The decomposition of productivity growth has been explored and measured extensively to include efficiency changes over time in addition to scale effect and technical change components (see Fried et al (2008) for a recent overview). This partitioning of the different contributions is important as it implies different incentives or remedies to influence different components. For example, expansionary investment involves impacting the scale effect of the growth decomposition, while replacement investment acts on the technical change effect. Decisions and incentives to learn how to extract the full potential of implemented technologies are acting on the efficiency change component of promoting growth.
The core theoretical concept for building these measures is the production technology, where one can define formally the notions of technical efficiency (operating on the boundary of the feasible technology set), technical progress (shifting the boundaries of this set) and scale effects (moving along the boundary of an existing set). The abundant economic literature on the estimation of stochastic production frontier functions and the subsequent measurement of technical inefficiency has assumed, in general, that the underlying production technology displays some degree of substitutability between factors of production. This is not unusual as a production technology with zero input elasticity of substitution would imply that the cost-minimizing inputs are independent of their prices, which is a restrictive assumption in many real world applications.
Although this is true for the agricultural sector, certain types of production activities may exhibit a zero elasticity of substitution among inputs. Some examples are given by Komiya (1962) who investigated the technological progress in the US steam power industry, Lau and Tamura (1972) who propose the use of a non-homothetic Leontief production function to analyze the Japanese petrochemical industry, Nakamura (1990) who utilized a non-homothetic generalized Leontief technological structure for empirically analyzing the Japanese iron and steel industry, Buccola and Sil (1996) who measured productivity in the agricultural marketing sector, Holvad et al., (2004) who maintain that the transport industry might be characterized by Leontief-type technologies when analyzing cost efficiency in the Norwegian bus industry. Furthermore, a stream of literature in agricultural economics in modeling crop response to different fertilizer’s nutrients levels, has maintained zero substitution among crop nutrients using a linear plateau specification motivated by the von Liebig farm technology.
Sorting out the components of productivity growth initially involves identifying the relationship between the input combination and the boundary of the production set. Measuring technical inefficiency in the case of Leontief type technologies is of interest in itself given Farrell’s (1957) radial measures are the basis for most applied work on the measurement of efficiency. However, the radial measures can be inadequate in that they may classify inefficient input combinations as being efficient, while input- and output- oriented measures might not coincide even under constant returns-to-scale.4 Once the technology is governed by a Leontief-type structure, it is plausible to have inefficiency displayed by none, all or a subset of the inputs, rendering radial measures unsatisfactory. In addition, output-oriented measures may fail to recognize inefficiencies when they affect a subset of the inputs only. If we accept that some specific production activities exhibit a zero elasticity of substitution among factors of production, then alternative ways are needed to define and empirically measure technical efficiency and to analyze factor productivity growth.
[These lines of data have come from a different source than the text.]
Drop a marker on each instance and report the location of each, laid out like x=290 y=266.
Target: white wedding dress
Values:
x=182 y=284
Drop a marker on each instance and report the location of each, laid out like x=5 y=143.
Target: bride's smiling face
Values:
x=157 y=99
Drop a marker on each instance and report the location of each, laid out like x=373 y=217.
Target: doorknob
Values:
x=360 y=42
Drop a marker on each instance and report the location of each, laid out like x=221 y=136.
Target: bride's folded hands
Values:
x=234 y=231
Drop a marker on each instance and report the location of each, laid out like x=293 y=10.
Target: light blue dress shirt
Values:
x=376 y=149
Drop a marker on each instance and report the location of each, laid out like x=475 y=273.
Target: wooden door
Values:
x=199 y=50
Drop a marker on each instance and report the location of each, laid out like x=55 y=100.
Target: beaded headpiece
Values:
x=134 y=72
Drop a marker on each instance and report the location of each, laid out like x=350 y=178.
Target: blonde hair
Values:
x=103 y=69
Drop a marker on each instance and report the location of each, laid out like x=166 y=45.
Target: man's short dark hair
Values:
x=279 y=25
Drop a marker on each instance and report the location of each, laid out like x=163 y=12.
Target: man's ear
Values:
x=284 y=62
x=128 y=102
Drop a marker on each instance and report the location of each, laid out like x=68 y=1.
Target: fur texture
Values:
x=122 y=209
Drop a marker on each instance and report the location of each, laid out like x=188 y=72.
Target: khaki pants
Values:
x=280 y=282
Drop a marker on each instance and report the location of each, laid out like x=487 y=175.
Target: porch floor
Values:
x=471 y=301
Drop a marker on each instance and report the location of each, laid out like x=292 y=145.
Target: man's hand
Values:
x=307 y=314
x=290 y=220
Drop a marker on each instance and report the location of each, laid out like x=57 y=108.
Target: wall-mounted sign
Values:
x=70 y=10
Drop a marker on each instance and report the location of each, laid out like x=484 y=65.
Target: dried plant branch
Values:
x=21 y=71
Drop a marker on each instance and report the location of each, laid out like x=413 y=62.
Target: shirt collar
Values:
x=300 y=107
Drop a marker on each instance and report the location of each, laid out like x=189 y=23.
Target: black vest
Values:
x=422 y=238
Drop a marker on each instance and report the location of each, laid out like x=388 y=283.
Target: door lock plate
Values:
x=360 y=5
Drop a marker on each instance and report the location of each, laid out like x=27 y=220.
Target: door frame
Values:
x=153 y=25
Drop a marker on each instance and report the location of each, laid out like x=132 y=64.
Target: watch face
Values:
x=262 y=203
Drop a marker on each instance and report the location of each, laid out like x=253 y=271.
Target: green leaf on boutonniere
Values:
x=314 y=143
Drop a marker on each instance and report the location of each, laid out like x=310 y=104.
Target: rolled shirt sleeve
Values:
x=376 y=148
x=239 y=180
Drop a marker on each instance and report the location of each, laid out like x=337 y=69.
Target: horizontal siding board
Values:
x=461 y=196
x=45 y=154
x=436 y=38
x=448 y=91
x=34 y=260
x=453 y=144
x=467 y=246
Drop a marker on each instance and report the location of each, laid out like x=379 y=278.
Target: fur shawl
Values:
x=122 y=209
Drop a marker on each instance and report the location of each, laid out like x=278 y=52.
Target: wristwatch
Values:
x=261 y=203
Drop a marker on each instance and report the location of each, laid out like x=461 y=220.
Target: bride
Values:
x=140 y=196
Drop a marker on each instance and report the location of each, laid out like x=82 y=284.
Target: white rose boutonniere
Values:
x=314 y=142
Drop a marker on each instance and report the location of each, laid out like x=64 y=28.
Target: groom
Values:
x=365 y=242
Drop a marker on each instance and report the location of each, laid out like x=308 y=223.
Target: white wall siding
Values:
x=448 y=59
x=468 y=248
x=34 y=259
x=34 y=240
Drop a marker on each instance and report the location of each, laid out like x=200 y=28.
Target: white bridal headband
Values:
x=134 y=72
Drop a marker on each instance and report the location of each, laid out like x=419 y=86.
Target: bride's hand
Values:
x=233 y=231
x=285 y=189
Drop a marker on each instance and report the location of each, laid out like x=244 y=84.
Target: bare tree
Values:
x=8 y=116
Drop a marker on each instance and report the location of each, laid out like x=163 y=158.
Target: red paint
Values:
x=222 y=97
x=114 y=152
The purpose of this paper is to develop a framework for modeling productivity growth under factor non-substitution that accounts for technical inefficiency and technical progress. The econometric modeling framework accommodates the absence of substitution possibilities among inputs where inefficiency between factors can be correlated. Our theoretical model is based on the non-homothetic Leontief production function suggested by Lau and Tamura (1972) which is the most general function with zero elasticities of substitution between all pairs of inputs allowing at the same time differential returns-to-scale and technical progress (regress) to inputs. This Leontief frontier model adapts the copula approach to modeling the joint distributions between the one-sided error terms that capture factor-specific technical inefficiencies. Factor-specific technical efficiencies are specified and measured using Kopp’s (1981) orthogonal indices of technical efficiency, combined into an overall technical efficiency measure using Russell’s (1985; 1987) non-radial index of productive efficiency. Then, we proceed to the developing a tractable approach for the analysis of partial factor productivity growth.
The model is applied to a panel data set of 72 fossil-fuel fired steam electric power generation utilities in the US observed during the 1986-96 period. When analyzing the economies of scale and technical progress in the generation of steam-electric power also in the US, Komiya (1962) found that the Leontief factor limitation model provided a better representation of the data compared with the traditional Cobb-Douglas unitary substitution model. Hence, in this study we maintain a priori that the US steam electric power utilities offer a good case for applying the suggested theoretical framework for measuring technical efficiency and decomposing partial factor productivity in factor limitation models. Further, we assume that errors associated with factor demands and factor-specific technical inefficiencies can be correlated across factors.